F) God is Supreme, Not the Supreme Court
Remember once again that the Supreme Court may have made a landmark decision. That does not make them a god. The world has not ended yet. The Book of Revelation has this glorious coming of God. God is the ultimate Judge.
6He said to me: “It is done. I am the Alpha and the Omega, the Beginning and the End. To the thirsty I will give water without cost from the spring of the water of life. 7Those who are victorious will inherit all this, and I will be their God and they will be my children. 8But the cowardly, the unbelieving, the vile, the murderers, the sexually immoral, those who practice magic arts, the idolaters and all liars—they will be consigned to the fiery lake of burning sulfur. This is the second death.”(Revelation 21:6-8)Human rights are basically driven by humanism tendencies. In a culture where humans reign supreme, it should not be surprising when human decisions take priority over God’s. As humans, we must not go on a rampage or a self-righteous programs that seem to project a holier-than-thou attitude. That is not the way of Christ. We are all sinners. We are no different from a thief or an adulterer when we sin. Eventually, we all must answer for our deeds. God is Supreme, not the supreme court. For the latter only reflects the cultural reality. God is for all periods of time.
|The Seven Responses to the Supreme Court Ruling
“The mainstreaming of homosexuality in society and the redefinition of marriage and the family that render them genderless institutions have never arisen in any age of the church before like they are today because these are historically and culturally unique and novel developments.
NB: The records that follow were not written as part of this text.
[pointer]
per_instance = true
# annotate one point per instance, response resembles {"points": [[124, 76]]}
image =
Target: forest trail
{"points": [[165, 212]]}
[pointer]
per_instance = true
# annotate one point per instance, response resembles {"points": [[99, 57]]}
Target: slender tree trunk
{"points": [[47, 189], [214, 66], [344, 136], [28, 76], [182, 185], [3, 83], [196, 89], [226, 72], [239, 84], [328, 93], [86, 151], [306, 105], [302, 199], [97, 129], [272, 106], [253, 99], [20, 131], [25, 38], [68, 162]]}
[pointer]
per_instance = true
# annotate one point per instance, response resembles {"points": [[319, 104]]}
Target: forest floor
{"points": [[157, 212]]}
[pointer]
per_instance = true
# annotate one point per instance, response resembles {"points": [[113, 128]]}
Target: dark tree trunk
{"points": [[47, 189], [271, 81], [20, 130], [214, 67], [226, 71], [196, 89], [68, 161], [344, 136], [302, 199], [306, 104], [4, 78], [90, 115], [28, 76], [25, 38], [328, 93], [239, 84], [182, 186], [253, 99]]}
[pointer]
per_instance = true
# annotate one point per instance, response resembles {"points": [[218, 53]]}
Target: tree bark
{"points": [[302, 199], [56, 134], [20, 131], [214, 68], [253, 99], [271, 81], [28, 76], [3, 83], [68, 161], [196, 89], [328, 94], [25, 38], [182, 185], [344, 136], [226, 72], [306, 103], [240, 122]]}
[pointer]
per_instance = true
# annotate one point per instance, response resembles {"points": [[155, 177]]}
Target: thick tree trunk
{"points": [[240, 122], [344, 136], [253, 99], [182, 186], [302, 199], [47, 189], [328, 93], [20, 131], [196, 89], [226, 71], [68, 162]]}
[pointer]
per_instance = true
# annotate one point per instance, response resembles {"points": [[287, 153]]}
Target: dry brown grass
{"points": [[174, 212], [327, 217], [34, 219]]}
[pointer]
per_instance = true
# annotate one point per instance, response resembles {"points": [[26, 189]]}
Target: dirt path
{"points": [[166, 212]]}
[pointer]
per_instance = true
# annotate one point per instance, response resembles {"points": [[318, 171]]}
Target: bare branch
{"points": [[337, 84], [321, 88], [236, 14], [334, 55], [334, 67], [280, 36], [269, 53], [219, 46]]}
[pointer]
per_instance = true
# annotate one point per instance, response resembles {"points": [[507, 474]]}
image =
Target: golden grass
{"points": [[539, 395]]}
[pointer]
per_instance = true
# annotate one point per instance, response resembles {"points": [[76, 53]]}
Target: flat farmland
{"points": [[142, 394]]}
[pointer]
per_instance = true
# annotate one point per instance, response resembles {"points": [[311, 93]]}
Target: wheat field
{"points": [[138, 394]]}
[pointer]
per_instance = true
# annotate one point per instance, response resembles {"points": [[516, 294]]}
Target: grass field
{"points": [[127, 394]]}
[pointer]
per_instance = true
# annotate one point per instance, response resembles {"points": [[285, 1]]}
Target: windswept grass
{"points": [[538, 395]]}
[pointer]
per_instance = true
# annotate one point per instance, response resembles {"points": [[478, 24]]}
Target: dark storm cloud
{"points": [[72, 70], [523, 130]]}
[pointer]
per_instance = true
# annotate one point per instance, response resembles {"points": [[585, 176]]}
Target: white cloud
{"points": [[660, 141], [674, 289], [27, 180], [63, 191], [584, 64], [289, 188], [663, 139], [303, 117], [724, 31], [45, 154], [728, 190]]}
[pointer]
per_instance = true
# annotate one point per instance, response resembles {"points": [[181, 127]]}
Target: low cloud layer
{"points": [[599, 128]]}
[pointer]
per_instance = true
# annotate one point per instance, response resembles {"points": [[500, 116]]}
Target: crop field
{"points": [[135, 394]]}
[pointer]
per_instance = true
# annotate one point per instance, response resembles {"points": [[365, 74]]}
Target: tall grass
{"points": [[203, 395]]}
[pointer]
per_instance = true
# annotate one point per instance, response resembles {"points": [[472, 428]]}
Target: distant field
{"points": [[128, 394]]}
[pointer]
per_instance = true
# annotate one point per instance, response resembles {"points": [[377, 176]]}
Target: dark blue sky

And so, never have Christians had the call and opportunity to interact with, enter relationships with and befriend those who are involved in and working for these social and ideological changes. There is no past generation for us to observe how they did it. We are it. We’re the ones on the stage, with camera rolling. We are the generation that following ones will look to see and learn from. What will our example be? What will they be able to learn from us and will it be an example worth following and emulating? Or will we teach them to do just the opposite because we got it wrong or merely shrunk from the challenge?” (Glenn Stanton, Loving My LGBT Neighbor, Chicago, IL: Moody, 2014, p199)Let us respond with Christlikeness. There is no other way.
THOUGHT: It is more important to love what God loves than to love the things that people love. In the same light, being holy is far more important than to be happy.